Intel researchers have just managed to tweak a Pentium-based processor in such a degree that they made the thing be able to run on solar power provided by a solar cell no larger than the size of a stamp.
Of course, Pentiums are all dated (they got on the market in 1993), but merely the thought of such a processor, once at the top of personal computing, running on so little energy just makes every smartphone and laptop user grin.
In fact, the Intel employees managed to run it on just little more juice than you’d need to power on the transistors on a regular microprocessor.
eBay has been used to find a suitable (and still working) motherboard that hosted the ultra-efficient processor. Of course, the only thing solar-powered was the processor – the motherboard was ran with grid electricity.
“People these days will kill for another 15 or 20 minutes of battery life, and here you’re saying you can improve battery life by a factor of 5 or 10,” said Intel CTO Justin Rattner.

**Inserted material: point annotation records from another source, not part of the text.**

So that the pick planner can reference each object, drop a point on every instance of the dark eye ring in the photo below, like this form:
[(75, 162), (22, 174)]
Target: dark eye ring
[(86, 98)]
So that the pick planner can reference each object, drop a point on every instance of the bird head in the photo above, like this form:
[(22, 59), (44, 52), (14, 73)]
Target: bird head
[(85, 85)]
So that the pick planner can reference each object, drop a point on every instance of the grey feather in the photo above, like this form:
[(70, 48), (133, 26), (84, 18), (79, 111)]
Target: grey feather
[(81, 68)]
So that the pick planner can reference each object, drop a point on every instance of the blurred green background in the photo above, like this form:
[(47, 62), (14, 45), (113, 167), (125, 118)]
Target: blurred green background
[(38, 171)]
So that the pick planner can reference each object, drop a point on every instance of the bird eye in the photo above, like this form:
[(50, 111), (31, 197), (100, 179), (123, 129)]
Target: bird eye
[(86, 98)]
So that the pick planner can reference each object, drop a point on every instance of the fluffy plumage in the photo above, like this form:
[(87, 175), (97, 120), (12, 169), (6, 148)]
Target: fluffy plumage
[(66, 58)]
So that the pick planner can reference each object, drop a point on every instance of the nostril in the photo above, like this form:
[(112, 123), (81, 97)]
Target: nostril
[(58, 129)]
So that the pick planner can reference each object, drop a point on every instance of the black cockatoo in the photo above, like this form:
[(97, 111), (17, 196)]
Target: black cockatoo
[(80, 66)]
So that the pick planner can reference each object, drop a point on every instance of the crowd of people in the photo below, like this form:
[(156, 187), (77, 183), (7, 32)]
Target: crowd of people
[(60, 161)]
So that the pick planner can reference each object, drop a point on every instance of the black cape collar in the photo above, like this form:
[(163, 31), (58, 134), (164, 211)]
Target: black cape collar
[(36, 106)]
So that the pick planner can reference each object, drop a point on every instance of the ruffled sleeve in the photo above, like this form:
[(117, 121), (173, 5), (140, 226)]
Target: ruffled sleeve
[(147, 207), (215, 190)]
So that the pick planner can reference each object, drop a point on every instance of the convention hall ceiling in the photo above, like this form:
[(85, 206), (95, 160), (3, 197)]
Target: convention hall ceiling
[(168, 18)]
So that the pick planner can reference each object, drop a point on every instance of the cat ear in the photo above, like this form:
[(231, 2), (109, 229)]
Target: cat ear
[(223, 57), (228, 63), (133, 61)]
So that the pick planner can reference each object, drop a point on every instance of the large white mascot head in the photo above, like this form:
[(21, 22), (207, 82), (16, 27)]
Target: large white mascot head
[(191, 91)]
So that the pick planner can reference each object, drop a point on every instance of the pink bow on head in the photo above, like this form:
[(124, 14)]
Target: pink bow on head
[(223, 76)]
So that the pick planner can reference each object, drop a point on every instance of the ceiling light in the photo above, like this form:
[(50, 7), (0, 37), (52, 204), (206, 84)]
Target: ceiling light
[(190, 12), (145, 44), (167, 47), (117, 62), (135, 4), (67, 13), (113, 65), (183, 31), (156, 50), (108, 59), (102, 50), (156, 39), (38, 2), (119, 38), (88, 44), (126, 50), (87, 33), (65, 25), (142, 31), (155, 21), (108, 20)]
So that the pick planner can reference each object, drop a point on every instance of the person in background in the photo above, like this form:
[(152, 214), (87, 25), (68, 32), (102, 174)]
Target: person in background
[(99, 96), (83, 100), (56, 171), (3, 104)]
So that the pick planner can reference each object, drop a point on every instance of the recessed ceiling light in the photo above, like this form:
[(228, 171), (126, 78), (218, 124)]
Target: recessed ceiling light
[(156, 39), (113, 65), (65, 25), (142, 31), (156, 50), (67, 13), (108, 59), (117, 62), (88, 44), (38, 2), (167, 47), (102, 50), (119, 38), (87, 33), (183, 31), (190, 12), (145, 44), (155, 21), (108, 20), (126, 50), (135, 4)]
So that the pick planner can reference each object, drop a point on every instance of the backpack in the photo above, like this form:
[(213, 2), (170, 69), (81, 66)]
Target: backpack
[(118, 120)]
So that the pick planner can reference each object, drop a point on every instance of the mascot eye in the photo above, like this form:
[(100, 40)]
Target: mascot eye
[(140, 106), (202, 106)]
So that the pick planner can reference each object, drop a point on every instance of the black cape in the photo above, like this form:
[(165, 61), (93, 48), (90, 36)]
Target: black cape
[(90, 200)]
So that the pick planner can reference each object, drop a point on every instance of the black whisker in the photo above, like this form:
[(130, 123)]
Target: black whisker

Although the idea of solar powered computing is not something people had been dreaming since yesterday, the proof that conventional, electricity-guzzling processor architectures can be converted to run on 5 times less power than their original versions is amazing.
To be noted that just a small team of researchers from Intel took this project into their hands. If the company will (which I’m sure) start a similar project on a larger scale, then in a few years (or even less) we’ll have laptops that run for more than six hours and phones that last for a week, just like in the old days, without recharging.